In December 2018, Maggie Wander and Marion Cadora organized and co-chaired a panel on “Intervening Archives of Oceania.” The panel featured presentations on innovative, trans-disciplinary, and trans-oceanic methods and theories working to center Pacific perspectives in the study of art and culture from Oceania. The aim of the panel was to show how interdisciplinary readings of the archive open up spaces and bridge gaps between disciplines in order to combat inequality in the academy when it comes to studying and “knowing” Oceania.

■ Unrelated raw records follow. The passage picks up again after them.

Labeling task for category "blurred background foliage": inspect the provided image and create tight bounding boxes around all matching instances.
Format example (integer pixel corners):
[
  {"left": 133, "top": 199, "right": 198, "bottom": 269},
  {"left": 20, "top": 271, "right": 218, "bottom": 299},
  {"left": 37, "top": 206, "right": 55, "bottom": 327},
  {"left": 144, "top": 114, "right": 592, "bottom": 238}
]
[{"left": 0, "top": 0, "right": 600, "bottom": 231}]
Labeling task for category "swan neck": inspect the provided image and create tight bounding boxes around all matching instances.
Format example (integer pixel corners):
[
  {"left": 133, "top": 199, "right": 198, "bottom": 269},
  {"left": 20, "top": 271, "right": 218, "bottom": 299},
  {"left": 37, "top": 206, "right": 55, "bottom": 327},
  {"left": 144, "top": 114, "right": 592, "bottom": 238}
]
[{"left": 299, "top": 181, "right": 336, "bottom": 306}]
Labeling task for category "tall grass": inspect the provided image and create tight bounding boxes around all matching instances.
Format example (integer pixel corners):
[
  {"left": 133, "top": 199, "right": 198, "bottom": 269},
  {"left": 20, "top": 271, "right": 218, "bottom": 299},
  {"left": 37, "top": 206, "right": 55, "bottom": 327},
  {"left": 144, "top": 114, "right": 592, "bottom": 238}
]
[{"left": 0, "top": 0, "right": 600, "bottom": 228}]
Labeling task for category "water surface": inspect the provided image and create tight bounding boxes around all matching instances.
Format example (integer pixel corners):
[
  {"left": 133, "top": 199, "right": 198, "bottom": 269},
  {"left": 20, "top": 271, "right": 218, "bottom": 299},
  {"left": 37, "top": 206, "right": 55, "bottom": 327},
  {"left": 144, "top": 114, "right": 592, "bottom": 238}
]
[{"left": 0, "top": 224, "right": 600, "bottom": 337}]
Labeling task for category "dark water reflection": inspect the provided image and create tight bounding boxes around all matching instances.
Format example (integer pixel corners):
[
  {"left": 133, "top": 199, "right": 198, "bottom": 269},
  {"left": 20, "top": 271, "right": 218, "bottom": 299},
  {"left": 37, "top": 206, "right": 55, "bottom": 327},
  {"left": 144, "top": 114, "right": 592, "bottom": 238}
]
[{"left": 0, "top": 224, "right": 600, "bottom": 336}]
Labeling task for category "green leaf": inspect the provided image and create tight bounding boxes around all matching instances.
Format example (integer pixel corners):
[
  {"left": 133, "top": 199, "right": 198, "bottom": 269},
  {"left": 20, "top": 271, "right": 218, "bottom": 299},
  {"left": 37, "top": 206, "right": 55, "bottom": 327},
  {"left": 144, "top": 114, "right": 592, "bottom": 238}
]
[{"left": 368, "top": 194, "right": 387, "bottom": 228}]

The panel was also structured to provide a platform for graduate students and emerging thinkers who are doing particularly innovative work on redefining the “archive.” Leora Kava discussed contemporary Pacific poetry as an archive of Islander solidarities and sovereignty. Sebastian T. Ellerich presented on his ethnographic study of stringband music in Vanuatu as an archive of political and social histories. Alice Proctor spoke about artist-led interventions in museum spaces as potential forms of decolonization. Eliorah Mallifae discussed Pacific film as a form of storytelling and providing an “infrastructure” for reframing how Pacific Islanders are represented on screen. Bianca Hennessey similarly challenged what counts as an “archive” by looking at the way Pacific Studies groups on Facebook serve as a form of archive by curating a set of resources that can disseminate knowledge in radical departures from nation-state and institutional boundaries. This is a small selection of the wide variety of papers presented in this rich and productive panel.